The houses originated within the framework of the “Sommerfelds Aue” development, an ambitious and conceptually progressive residential project initially planned to comprise twelve single-family dwellings. Ultimately, only four of these buildings were realized – one of which is now being offered for sale.
From an architectural standpoint, the structure exhibits pronounced affinities with the Viennese Modernist tradition, reflecting in particular the theoretical and formal influence of Adolf Loos, under whom Neutra received decisive intellectual impetus during his studies in Vienna.
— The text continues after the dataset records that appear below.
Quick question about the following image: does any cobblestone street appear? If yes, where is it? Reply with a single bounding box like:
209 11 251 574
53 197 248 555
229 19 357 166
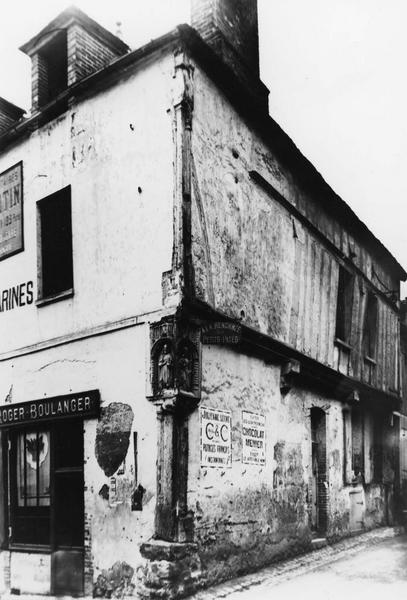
194 528 407 600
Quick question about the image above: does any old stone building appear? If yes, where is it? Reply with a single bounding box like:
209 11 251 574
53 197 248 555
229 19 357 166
0 0 406 597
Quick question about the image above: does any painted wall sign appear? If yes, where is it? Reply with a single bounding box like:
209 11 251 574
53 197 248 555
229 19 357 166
0 390 100 427
0 281 34 312
201 321 242 344
200 406 232 467
242 410 266 465
0 162 24 260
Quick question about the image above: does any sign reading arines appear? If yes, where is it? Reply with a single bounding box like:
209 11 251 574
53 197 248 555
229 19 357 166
0 162 24 260
0 390 100 427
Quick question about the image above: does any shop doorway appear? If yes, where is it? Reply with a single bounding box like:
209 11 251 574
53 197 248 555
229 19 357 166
311 407 328 536
8 419 84 596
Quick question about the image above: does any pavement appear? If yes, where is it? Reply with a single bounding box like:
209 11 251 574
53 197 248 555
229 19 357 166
192 527 407 600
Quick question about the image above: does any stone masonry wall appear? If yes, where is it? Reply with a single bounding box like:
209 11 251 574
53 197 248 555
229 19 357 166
188 346 392 583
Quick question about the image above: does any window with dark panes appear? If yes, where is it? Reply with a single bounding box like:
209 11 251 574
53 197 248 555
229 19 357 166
335 266 354 343
9 419 84 550
362 292 378 358
351 408 364 480
10 429 51 545
38 187 73 299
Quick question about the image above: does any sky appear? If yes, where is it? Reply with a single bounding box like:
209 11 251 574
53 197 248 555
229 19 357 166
0 0 407 295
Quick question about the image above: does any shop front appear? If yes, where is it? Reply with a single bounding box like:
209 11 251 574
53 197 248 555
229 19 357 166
0 390 100 596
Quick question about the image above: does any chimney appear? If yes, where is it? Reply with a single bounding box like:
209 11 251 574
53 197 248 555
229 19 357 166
20 6 129 112
191 0 269 110
0 96 25 135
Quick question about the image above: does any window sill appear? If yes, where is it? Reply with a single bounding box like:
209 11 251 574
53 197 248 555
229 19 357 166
363 356 377 367
35 288 73 308
8 544 51 554
334 338 352 352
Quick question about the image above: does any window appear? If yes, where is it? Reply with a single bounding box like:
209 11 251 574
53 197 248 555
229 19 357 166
351 408 365 481
11 429 50 545
9 420 84 549
343 406 385 484
38 31 68 106
335 266 353 343
38 187 73 300
362 292 377 358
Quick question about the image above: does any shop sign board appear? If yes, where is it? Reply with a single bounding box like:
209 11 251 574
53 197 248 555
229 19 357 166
200 406 232 468
0 390 100 427
242 410 266 465
0 162 24 260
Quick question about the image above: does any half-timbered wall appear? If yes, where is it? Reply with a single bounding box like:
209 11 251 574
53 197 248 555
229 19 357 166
192 69 399 391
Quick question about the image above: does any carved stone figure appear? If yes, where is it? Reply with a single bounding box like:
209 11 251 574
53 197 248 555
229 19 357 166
158 344 173 390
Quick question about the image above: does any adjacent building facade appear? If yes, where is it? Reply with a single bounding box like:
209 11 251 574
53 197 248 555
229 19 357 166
0 0 406 597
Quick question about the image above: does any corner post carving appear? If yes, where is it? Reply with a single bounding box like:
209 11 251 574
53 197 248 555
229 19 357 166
149 317 200 542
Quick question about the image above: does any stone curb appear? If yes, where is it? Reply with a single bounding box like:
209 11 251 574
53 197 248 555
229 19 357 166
191 527 405 600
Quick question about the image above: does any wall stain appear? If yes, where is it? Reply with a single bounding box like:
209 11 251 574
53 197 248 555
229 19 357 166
95 402 134 477
93 561 135 598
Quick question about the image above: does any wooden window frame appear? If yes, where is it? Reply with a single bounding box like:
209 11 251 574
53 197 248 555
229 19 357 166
36 186 74 307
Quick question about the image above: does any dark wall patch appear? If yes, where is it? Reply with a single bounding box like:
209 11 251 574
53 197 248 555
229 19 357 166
93 562 134 598
95 402 134 477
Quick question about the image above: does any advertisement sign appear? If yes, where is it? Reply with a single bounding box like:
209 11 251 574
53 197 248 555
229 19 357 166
242 410 266 465
0 162 24 260
201 322 242 345
200 406 232 468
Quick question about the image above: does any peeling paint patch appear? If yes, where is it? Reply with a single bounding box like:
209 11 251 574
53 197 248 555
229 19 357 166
93 561 135 598
95 402 134 477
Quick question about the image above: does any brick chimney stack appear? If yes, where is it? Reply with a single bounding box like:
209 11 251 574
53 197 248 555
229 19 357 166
20 6 129 112
191 0 269 107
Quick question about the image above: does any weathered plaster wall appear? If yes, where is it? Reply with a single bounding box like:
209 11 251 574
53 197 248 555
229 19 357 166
188 346 392 581
192 68 399 391
0 50 173 352
0 325 157 596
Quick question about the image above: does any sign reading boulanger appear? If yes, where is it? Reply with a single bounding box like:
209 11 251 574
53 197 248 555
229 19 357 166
0 390 100 427
0 162 24 260
200 406 232 467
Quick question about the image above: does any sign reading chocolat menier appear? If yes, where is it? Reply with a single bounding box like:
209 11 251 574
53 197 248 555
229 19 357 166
0 390 100 427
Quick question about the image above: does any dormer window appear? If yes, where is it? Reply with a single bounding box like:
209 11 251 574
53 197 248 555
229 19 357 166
20 7 129 118
38 30 68 106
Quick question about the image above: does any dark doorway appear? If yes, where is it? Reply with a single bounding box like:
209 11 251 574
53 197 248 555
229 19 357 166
311 407 328 535
9 419 84 596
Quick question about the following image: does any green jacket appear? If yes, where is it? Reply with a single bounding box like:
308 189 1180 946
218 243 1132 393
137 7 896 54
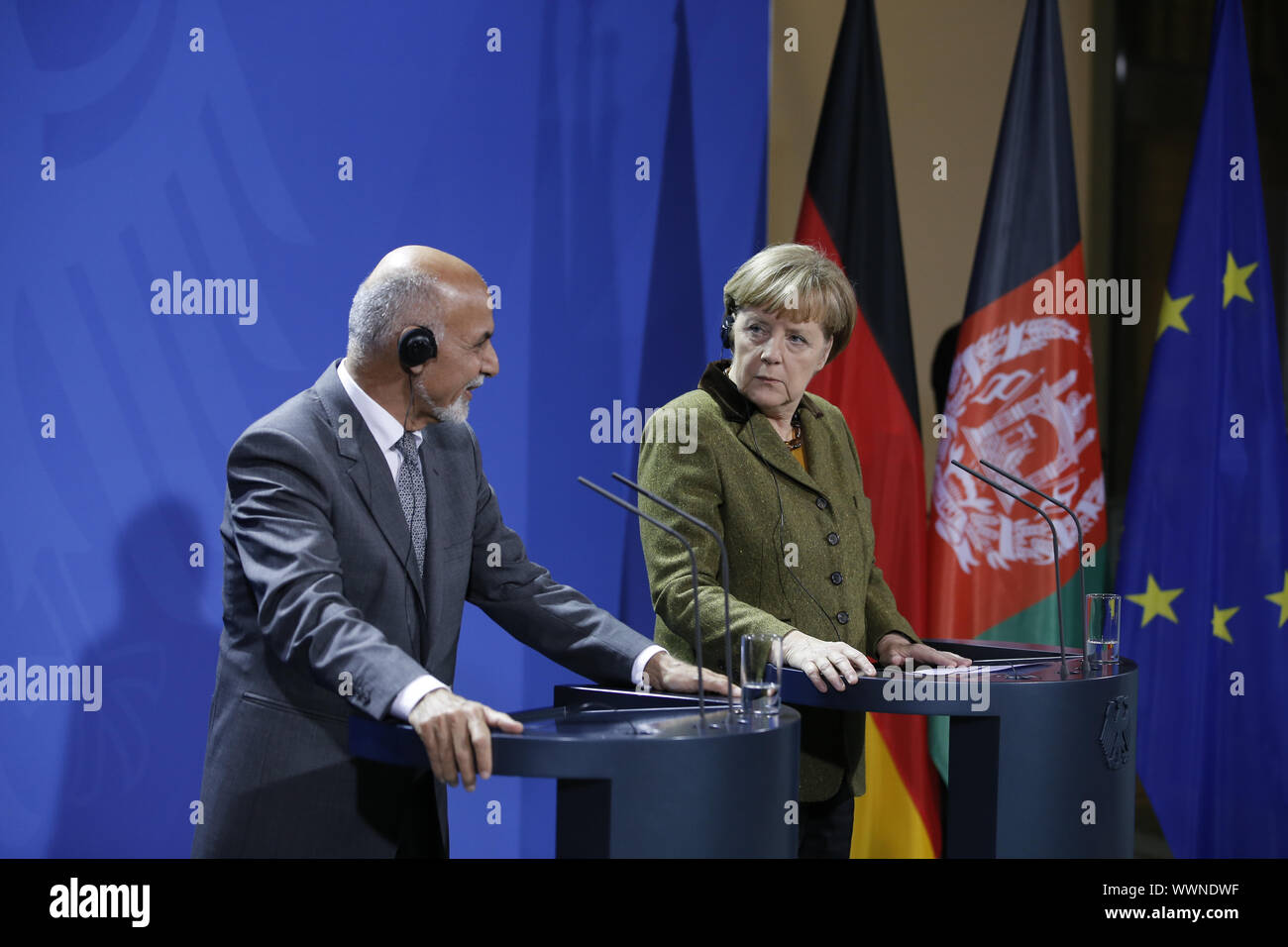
639 361 921 801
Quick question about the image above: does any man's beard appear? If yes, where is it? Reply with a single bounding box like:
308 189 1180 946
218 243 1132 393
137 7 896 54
412 377 483 424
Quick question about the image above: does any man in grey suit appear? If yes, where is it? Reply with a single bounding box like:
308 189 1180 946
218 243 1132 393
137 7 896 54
192 246 728 857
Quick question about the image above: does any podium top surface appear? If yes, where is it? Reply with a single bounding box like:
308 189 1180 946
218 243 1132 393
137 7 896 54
349 702 800 776
783 638 1137 716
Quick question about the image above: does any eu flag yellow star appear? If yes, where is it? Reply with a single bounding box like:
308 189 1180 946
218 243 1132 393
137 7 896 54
1212 605 1239 644
1154 290 1194 339
1266 571 1288 627
1127 575 1185 627
1221 252 1257 309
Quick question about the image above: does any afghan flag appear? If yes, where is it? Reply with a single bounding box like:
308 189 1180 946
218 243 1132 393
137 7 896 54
796 0 940 858
928 0 1117 791
1116 0 1288 858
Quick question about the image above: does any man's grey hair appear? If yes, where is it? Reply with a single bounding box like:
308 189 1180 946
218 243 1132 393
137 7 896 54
345 268 443 365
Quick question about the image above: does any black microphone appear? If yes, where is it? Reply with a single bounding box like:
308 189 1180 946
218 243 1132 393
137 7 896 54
613 472 733 714
577 476 707 727
949 460 1069 679
979 458 1087 628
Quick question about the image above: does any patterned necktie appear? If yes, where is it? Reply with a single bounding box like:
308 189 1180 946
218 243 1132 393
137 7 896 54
396 430 425 574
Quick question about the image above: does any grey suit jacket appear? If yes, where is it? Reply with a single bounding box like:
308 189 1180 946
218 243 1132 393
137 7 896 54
192 360 652 857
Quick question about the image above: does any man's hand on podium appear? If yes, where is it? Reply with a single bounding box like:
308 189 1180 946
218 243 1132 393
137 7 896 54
877 631 970 669
644 651 742 698
407 686 523 792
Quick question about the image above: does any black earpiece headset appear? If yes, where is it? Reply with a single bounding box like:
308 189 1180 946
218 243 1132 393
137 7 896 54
398 326 438 652
398 326 438 370
720 294 738 352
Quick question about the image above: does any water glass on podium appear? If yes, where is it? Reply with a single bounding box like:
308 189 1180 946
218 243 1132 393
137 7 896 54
1082 592 1124 670
739 631 783 716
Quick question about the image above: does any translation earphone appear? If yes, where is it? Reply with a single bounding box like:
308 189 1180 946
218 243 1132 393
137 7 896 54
398 326 438 644
720 296 738 352
398 326 438 371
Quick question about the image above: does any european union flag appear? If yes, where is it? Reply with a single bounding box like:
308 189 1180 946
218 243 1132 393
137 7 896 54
1118 0 1288 858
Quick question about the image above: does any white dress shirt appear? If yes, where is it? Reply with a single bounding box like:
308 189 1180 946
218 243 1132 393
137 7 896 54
336 360 666 720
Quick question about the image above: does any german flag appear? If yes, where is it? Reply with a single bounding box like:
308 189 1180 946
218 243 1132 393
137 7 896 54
796 0 940 858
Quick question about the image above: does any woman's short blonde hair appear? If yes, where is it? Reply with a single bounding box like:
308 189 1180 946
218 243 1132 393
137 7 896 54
724 244 859 362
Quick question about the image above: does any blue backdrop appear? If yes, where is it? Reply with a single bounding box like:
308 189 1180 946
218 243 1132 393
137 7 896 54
0 0 769 857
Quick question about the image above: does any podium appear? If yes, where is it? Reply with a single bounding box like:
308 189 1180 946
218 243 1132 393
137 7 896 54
783 639 1138 858
349 686 800 858
557 638 1137 858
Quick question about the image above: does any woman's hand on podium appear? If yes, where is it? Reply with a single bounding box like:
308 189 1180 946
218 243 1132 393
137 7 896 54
407 686 523 792
783 627 877 693
644 651 742 699
877 631 971 669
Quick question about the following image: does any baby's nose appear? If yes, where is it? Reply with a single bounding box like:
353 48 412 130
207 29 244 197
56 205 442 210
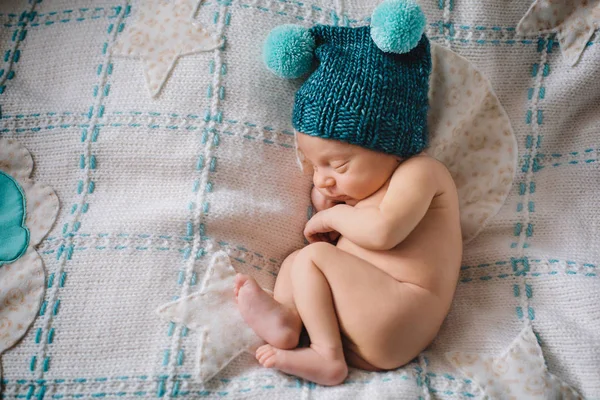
313 174 335 188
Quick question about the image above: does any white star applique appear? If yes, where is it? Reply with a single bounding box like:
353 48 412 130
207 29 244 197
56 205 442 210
111 0 223 97
517 0 600 66
157 251 264 382
446 325 583 400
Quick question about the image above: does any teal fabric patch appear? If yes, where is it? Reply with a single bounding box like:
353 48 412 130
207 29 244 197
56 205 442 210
0 171 29 266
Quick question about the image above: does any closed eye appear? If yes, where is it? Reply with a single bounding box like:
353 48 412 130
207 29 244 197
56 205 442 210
332 161 350 173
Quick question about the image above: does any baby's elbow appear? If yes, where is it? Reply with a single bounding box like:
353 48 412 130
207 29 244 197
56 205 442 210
371 222 401 251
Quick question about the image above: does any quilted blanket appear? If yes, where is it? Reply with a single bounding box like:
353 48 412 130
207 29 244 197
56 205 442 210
0 0 600 400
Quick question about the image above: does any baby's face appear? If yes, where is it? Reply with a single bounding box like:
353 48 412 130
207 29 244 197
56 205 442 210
298 133 399 202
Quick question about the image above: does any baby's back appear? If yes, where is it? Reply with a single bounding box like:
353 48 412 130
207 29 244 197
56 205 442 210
337 155 462 304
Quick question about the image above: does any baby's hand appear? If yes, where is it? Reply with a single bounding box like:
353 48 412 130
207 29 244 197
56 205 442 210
304 211 340 243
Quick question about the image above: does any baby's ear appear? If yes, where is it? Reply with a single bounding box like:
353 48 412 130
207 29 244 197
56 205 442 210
371 0 427 54
263 24 316 79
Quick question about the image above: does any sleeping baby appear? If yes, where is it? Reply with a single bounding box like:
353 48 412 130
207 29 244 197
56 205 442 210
234 0 462 385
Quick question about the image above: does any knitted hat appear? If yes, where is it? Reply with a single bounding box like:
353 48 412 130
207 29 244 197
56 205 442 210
264 0 431 157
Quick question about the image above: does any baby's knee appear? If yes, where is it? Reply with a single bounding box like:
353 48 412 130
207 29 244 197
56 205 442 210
297 242 336 262
292 242 336 274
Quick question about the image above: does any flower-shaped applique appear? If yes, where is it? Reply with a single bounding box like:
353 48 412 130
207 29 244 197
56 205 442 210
0 139 59 372
517 0 600 66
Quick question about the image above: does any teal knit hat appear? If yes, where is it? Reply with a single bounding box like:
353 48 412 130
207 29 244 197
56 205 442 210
263 0 431 158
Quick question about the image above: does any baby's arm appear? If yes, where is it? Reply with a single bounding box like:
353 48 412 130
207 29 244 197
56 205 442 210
304 156 451 250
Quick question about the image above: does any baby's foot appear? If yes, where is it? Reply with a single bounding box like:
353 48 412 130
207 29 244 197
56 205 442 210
256 344 348 386
234 274 302 349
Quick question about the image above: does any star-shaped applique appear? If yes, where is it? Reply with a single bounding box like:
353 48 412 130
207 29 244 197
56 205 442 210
517 0 600 66
112 0 223 97
446 325 583 400
157 251 264 382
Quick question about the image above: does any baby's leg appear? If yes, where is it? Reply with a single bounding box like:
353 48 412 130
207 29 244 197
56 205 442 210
234 251 302 349
257 243 399 385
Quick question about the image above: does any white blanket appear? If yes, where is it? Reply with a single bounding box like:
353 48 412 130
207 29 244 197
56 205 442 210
0 0 600 399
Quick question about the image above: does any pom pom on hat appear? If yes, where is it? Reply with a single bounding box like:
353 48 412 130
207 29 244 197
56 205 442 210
371 0 426 54
263 24 315 79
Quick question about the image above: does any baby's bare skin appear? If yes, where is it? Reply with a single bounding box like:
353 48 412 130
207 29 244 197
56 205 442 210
235 134 462 385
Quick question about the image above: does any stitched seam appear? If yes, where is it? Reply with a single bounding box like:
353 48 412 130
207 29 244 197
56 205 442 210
30 3 127 390
157 0 231 397
0 1 38 95
0 113 294 149
511 37 554 325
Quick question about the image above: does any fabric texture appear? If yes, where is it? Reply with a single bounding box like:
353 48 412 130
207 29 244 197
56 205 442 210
0 0 600 400
292 26 431 157
157 251 264 383
0 138 59 376
111 0 223 97
446 325 583 400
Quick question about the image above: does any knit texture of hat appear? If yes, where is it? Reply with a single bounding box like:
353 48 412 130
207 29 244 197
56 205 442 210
292 25 431 157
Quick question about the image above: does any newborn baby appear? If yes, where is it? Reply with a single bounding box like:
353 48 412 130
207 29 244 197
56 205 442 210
234 0 462 385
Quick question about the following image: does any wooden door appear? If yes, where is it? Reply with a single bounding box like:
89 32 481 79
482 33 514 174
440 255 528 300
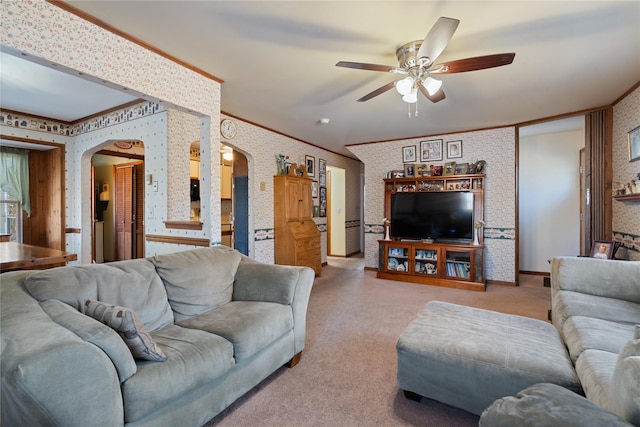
114 165 135 261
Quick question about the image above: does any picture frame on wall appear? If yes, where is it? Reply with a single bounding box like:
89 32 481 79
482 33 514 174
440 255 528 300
318 172 327 187
304 155 316 177
318 159 327 173
442 162 456 176
420 139 442 162
628 126 640 162
455 163 469 175
404 163 416 178
447 140 462 159
402 145 416 163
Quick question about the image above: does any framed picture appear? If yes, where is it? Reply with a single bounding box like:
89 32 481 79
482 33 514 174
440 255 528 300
415 163 432 176
304 156 316 176
456 163 469 175
404 163 416 178
402 145 416 163
589 240 613 259
628 126 640 162
420 139 442 162
447 141 462 159
442 162 456 175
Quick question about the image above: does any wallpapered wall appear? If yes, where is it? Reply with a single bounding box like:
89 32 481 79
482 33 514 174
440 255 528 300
0 0 220 262
612 87 640 261
349 127 515 282
223 116 362 262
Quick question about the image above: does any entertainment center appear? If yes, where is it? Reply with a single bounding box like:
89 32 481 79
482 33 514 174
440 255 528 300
377 174 485 291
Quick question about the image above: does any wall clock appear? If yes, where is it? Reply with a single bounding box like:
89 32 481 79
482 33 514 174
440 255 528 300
220 119 237 139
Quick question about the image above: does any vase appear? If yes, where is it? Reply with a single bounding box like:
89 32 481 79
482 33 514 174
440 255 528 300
473 228 480 246
384 225 391 241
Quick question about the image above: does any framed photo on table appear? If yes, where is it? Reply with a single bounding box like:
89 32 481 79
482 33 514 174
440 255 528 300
589 240 613 259
420 139 442 162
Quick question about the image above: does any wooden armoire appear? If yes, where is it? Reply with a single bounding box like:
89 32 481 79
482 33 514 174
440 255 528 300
273 168 322 276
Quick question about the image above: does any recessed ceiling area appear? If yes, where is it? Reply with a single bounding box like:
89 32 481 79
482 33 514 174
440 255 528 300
0 52 137 122
0 0 640 157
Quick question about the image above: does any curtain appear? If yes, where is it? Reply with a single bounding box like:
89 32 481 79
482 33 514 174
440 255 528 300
0 147 31 216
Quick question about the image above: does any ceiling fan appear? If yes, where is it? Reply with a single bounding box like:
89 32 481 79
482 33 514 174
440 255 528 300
336 17 516 103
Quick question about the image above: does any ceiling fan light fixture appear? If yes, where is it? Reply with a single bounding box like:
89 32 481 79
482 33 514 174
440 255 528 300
396 76 414 95
423 77 442 96
402 88 418 104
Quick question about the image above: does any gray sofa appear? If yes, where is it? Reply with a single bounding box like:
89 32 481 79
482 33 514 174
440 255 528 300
0 247 314 427
480 257 640 427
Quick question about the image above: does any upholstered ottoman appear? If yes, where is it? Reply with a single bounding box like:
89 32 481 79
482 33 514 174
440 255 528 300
396 301 582 415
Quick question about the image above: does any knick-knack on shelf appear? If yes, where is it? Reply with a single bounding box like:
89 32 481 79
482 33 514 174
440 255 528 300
382 218 391 241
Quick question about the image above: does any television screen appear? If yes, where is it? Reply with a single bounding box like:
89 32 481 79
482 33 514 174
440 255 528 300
389 192 473 242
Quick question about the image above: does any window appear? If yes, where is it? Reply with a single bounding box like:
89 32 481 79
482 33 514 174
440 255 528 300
0 191 22 243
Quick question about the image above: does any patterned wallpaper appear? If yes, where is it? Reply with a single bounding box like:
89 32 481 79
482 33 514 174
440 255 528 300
613 87 640 261
349 127 516 282
0 0 220 262
222 116 362 263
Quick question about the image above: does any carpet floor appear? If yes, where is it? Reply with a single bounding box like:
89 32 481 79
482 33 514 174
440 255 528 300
206 258 550 427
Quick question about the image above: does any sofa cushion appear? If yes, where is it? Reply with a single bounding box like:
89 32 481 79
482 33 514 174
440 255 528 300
179 301 293 360
84 300 167 362
122 325 235 424
562 316 635 363
40 299 137 382
607 337 640 426
576 349 618 408
233 257 300 304
149 246 241 322
478 383 631 427
24 259 173 331
551 290 640 332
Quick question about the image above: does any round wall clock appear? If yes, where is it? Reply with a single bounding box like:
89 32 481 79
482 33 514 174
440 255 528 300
220 119 237 139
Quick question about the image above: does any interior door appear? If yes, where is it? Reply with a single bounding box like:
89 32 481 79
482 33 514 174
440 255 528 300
114 165 135 261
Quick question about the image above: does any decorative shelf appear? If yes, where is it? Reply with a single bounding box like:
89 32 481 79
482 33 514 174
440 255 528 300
613 193 640 202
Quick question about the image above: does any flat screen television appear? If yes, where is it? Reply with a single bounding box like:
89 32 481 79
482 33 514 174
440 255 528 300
389 192 473 243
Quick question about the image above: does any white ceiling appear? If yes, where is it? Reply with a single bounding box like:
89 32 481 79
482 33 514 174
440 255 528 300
0 0 640 156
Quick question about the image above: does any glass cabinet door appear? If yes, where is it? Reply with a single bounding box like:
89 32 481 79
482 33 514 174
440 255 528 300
387 245 409 272
444 249 472 280
414 248 438 276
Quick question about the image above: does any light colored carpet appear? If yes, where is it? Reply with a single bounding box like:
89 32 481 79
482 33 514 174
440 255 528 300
207 258 550 427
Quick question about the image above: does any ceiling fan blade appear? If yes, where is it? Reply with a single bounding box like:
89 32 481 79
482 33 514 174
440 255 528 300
358 82 396 102
416 16 460 64
418 81 446 104
336 61 398 72
429 53 516 74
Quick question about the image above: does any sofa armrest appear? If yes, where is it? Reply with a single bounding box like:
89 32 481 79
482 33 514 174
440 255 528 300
0 273 124 426
478 383 632 427
551 257 640 303
233 256 315 353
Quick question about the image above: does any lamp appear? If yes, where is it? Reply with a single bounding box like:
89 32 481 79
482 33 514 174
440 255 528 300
396 76 414 95
422 77 442 96
402 88 418 104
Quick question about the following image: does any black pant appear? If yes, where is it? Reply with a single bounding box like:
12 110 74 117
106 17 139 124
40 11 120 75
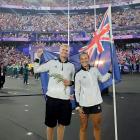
0 76 5 88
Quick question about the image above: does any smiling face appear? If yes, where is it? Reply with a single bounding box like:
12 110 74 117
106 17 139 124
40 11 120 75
80 53 89 67
60 44 70 59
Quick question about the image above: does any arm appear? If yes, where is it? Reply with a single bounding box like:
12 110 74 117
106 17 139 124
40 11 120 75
95 68 111 83
75 75 81 107
63 66 75 86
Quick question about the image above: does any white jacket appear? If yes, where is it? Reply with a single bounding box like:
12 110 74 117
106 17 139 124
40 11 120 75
34 60 75 100
75 67 111 107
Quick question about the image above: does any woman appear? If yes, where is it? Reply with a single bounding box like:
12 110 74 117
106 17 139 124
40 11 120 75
75 53 111 140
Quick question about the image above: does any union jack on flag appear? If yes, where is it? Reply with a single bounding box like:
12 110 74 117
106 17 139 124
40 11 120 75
79 8 111 59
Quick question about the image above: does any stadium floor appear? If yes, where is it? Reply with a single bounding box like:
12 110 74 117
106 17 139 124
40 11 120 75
0 74 140 140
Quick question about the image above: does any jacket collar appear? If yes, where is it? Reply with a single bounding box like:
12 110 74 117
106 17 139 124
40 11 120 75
81 65 91 71
58 57 69 63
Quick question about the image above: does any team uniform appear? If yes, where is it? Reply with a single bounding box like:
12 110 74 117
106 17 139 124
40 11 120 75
75 67 111 114
34 59 75 127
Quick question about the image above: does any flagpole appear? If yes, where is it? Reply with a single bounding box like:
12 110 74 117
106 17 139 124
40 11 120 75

The building’s restrained formal vocabulary, its disciplined spatial organization, and its renunciation of ornamentation exemplify the rationalist and anti-decorative principles central to Loos’s architectural doctrine.
Concurrently, the house manifests traces of Neutra’s early professional engagement in the Berlin office of Erich Mendelsohn, where he contributed to pioneering works of expressionist architecture. The synthesis of these influences – Loos’s austere functionalism and Mendelsohn’s dynamic spatial plasticity – endows the building with an architectural depth and complexity that exceeds its modest scale.
Today, the villas in “Sommerfelds Aue” are regarded as a significant cultural and architectural monument, marking the inception of Neutra’s mature design philosophy. It stands as an emblematic artifact of the transitional period in which European modernism moved toward a more rigorously functional, materially honest, and spatially articulated architectural language. As such, it constitutes a rare and invaluable document of Berlin’s architectural history in the 1920s.
For scholars and connoisseurs of modern architecture, cultural heritage, and historically significant residential design, this house represents not merely a dwelling but a primary architectural source – an embodiment of the intellectual and artistic conditions under which modernism was forged.